Geven, amusée, finit par accepter. Elle boit son verre d’un trait.

— Tu as de la chance de pouvoir choisir le père de tes futurs enfants, dit Venea. Tout le monde devrait l’avoir.

— Oui, dit Geven.

— Quand tu seras Reine, tu devras organiser des soirées au cours desquelles les femmes au sang pur pourraient choisir leur homme.

— Bonne idée ! Tu as toujours été de bons conseils. C'est pourquoi une fois Reine, je ferai de toi ma plus proche conseillère.

— Avec plaisir ! dit Venea souriante. Je te laisse. Essaie de prendre du plaisir ce soir.

Venea quitte la pièce et s'en va rejoindre sa chambre.

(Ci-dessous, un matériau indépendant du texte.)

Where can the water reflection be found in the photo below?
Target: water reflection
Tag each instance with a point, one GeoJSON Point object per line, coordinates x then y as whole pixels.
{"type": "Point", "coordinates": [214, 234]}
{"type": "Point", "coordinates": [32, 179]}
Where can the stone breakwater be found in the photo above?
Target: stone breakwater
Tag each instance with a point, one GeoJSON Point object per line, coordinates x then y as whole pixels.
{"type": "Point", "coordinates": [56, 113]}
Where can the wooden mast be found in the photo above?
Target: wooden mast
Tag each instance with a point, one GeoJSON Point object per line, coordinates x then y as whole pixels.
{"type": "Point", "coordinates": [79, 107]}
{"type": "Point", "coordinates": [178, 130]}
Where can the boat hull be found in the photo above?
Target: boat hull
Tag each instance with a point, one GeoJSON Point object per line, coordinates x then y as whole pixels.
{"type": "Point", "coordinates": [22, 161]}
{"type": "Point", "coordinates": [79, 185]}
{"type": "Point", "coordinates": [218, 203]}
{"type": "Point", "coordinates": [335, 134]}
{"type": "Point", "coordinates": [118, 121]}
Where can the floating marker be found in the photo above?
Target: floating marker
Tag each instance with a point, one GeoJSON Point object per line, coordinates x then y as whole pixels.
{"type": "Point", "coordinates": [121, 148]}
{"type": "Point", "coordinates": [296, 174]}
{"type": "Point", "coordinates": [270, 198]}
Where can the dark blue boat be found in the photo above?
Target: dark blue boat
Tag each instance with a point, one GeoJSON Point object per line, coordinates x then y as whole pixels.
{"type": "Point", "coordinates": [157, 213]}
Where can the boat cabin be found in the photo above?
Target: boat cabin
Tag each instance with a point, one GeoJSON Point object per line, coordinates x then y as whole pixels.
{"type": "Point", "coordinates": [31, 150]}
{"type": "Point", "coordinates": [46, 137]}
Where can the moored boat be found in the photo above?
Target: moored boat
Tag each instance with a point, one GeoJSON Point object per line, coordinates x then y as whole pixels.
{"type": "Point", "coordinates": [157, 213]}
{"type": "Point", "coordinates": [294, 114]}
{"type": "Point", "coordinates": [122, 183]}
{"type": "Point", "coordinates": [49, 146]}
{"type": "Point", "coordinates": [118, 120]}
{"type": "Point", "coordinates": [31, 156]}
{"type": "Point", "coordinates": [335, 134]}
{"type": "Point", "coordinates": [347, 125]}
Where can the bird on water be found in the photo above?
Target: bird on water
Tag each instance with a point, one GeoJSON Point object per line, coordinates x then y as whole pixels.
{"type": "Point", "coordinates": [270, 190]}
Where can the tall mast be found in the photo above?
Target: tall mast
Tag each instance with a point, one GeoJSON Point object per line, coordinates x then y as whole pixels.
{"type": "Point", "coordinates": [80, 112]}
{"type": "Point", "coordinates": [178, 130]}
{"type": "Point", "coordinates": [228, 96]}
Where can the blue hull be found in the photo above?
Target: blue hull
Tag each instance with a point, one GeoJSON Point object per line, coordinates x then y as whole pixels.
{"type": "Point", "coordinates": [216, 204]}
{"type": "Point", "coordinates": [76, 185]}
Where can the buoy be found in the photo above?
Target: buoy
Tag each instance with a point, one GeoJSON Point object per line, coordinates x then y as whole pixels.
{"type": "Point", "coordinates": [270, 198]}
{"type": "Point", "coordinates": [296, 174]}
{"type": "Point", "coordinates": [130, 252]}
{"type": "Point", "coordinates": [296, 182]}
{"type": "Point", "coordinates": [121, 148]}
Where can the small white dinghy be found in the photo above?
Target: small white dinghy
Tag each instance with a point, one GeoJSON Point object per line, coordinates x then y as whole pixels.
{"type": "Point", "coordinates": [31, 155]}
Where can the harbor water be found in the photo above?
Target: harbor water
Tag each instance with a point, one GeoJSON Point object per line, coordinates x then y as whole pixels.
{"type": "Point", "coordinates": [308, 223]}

Le lendemain, tout le monde s'affole, Geven a été retrouvée morte empoisonnée. C'est l'homme qu'elle a choisi qui a été accusé et condamné à mort. Raven a perdu un second enfant. Sa peine est inconsolable mais elle prend le temps de convoquer Venea.

— Le destin fait que tu es dorénavant ma seule héritière, lui dit Raven. Tu comprends ce que ça veut dire ?

— Que c'est moi qui vais reprendre le trône ?

— Oui, je suis désormais trop vieille pour enfanter de nouveau. Le destin a voulu que ce soit toi qui reprennes le contrôle du royaume alors que je t'ai stérilisée.

— Qui me succédera alors ?

— L'une de tes jeunes cousines.

— Bien. Je vous promets d'être à la hauteur mère. Jamais plus je ne vous décevrai.

— J'espère bien. Car je n'ai plus la force de régner. La mort de Geven est le coup de trop. Je vais abdiquer.

C'est ainsi que Venea est mise sur le trône. Elle qui a été la plus jeune amante d'un mutant, devient Reine, l’égale à sa mère. Vouant sa vie à retrouver les humains purs, elle cultive une haine pour les mutants qu'elle considére comme la cause de sa stérilité. Elle continue à créer un fossé entre mutant et non mutant au point que le Nouvel Ordre voit le jour.